Key Responsibilities:
- Design creative, scalable cloud solutions for millions of jobs and thousands of systems
- Tackle challenging infrastructure problems in areas like NIMs, Kubernetes, job scheduling, and resource management
- Develop observability solutions to enhance system availability, reliability, and latency
- Collaborate with customers to understand needs and create innovative solutions
Requirements:
- Experience in architecting scalable cloud infrastructure solutions
- Expertise in Kubernetes
- Strong object-oriented programming skills (Java or Go preferred)

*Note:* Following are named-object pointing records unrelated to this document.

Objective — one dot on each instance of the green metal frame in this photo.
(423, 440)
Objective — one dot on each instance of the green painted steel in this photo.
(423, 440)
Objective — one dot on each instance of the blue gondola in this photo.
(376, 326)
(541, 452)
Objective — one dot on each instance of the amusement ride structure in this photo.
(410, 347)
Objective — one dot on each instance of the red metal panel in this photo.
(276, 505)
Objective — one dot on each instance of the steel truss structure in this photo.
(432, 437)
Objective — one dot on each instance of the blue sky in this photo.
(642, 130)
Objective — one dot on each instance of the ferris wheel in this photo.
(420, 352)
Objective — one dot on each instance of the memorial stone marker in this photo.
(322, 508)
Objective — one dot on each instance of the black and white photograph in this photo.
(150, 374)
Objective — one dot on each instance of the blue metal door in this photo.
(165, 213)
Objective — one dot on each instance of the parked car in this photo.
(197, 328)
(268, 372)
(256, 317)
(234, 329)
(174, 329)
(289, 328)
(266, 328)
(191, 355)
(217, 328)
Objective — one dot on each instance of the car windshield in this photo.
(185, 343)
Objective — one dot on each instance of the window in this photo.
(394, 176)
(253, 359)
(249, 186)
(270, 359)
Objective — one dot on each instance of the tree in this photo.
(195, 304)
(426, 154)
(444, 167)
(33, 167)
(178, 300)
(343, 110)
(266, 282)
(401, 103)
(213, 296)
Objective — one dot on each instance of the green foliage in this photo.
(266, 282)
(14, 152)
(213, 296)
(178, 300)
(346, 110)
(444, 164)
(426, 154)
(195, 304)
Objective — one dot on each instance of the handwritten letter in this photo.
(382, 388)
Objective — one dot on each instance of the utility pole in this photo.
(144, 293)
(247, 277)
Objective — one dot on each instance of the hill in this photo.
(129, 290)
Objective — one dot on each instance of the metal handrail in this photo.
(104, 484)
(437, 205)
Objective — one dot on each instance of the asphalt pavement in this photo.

- Ability to collaborate across multiple teams and time zones
- Bachelor's degree or equivalent experience
- Strong software/hardware engineering background
- 12+ years of experience in infrastructure
Preferred Qualifications:
- Experience in design, implementation, and deployment of major infrastructure features
- Knowledge of AI/ML and Data Analytics applied to Infrastructure
- Experience with large-scale, multi-cluster Kubernetes environments
- Ability to design robust distributed systems for heterogeneous platforms
NVIDIA offers a competitive base salary range of $272,000 - $419,750 USD, along with equity and comprehensive benefits. Join NVIDIA to work with the most talented people in the world and advance Artificial Intelligence through innovative infrastructure solutions.